D. Invalidity - Analysis and Recommendation

TOMY's summary judgment motion is laser focused on the insufficiency of Summer's evidence of invalidity, arguing that “[t]he summary judgment stage is the put up or shut up moment in litigation,” Jakobiec v. Merrill Lynch Life Ins. Co., 711 F.3d 217, 226 (1st Cir. 2013) (internal quotation marks omitted), and that judgment on all of Summer's invalidity defenses must be granted because Summer “has no evidence.” ECF No. 88 at 11. I agree.

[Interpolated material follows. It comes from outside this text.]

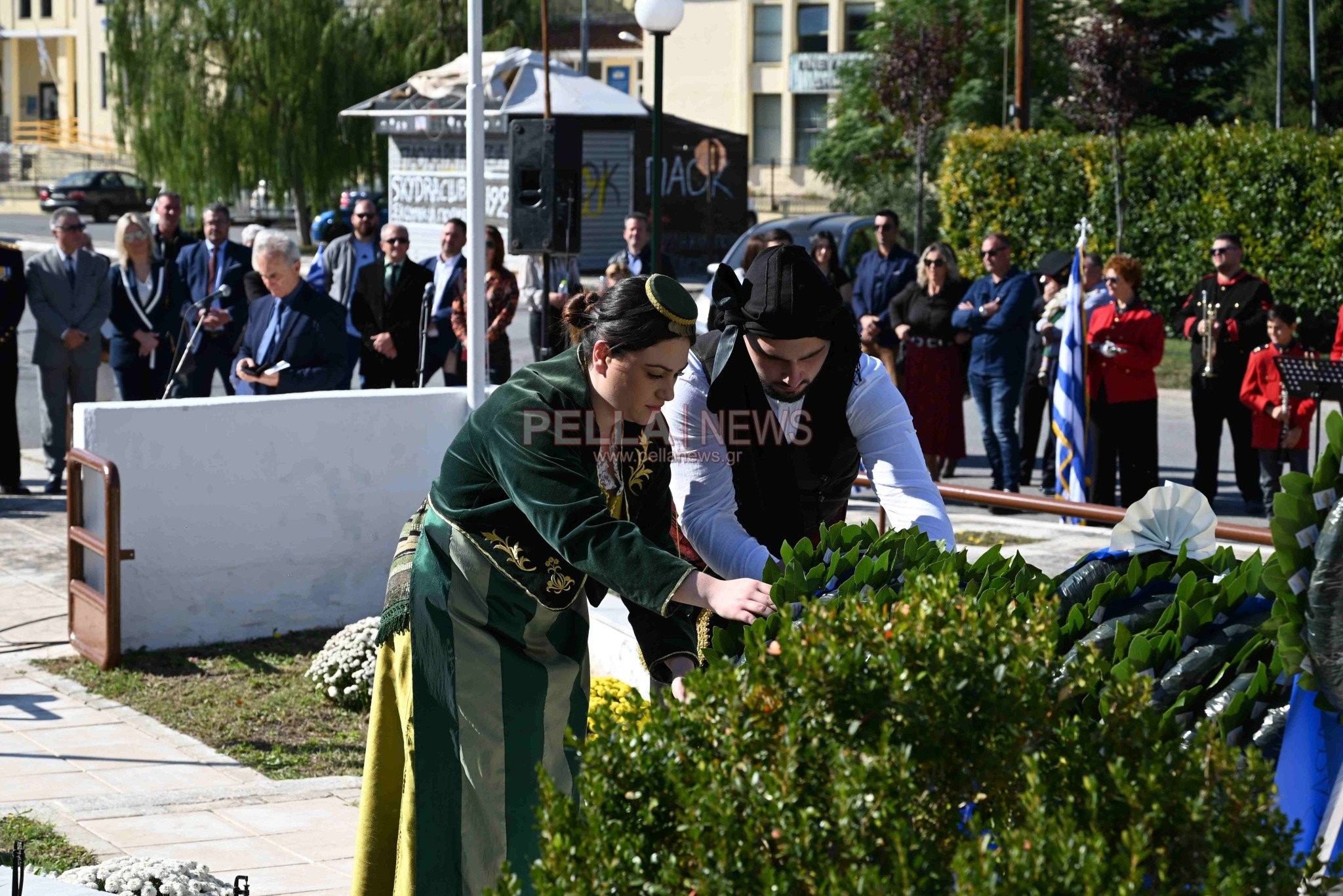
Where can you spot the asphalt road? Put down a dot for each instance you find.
(1176, 419)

The case law is clear. As to each of the theories of invalidity Summer has invoked, it is well settled that the conclusory statements Summer has proffered are not enough. See Nautilus, Inc. v. Biosig Instruments, Inc., 572 U.S. 898, 901 (2014) (claim that patent is invalid for indefiniteness must be supported by evidence that the “specification delineating the patent, and the prosecution history, fail to inform, with reasonable certainty, those skilled in the art about the scope of the invention”); KSR Int'l Co. v. Teleflex Inc., 550 U.S. 398, 418 (2007) (“‘[Rejections on obviousness grounds cannot be sustained by mere conclusory statements.'”) (emphasis added) (quoting In re Kahn, 441 F.3d 977, 988 (Fed. Cir. 2006)); Acoustic Tech., Inc. v. Itron Networked Sols., Inc., 949 F.3d 1366, 1373 (Fed. Cir. 2020) (for invalidity based on anticipation, dispositive question is whether skilled artisan would reasonably understand or infer from prior art reference that every claim limitation is disclosed in that single reference, for which expert testimony may be substantial evidence); Streck, Inc. v. Rsch. & Diagnostic Sys., Inc., 665 F.3d 1269, 1291-92 (Fed. Cir. 2012) (without evidence showing that one skilled in the art could not follow the patent's teachings, reasonable jury could not have found the patents invalid for lack of enablement by clear and convincing evidence); Ariad Pharm., Inc. v. Eli Lilly & Co., 598 F.3d 1336, 1351 (Fed. Cir. 2010) (“the test for [written description] requires an objective inquiry into the four corners of the specification from the perspective of a person of ordinary skill in the art”).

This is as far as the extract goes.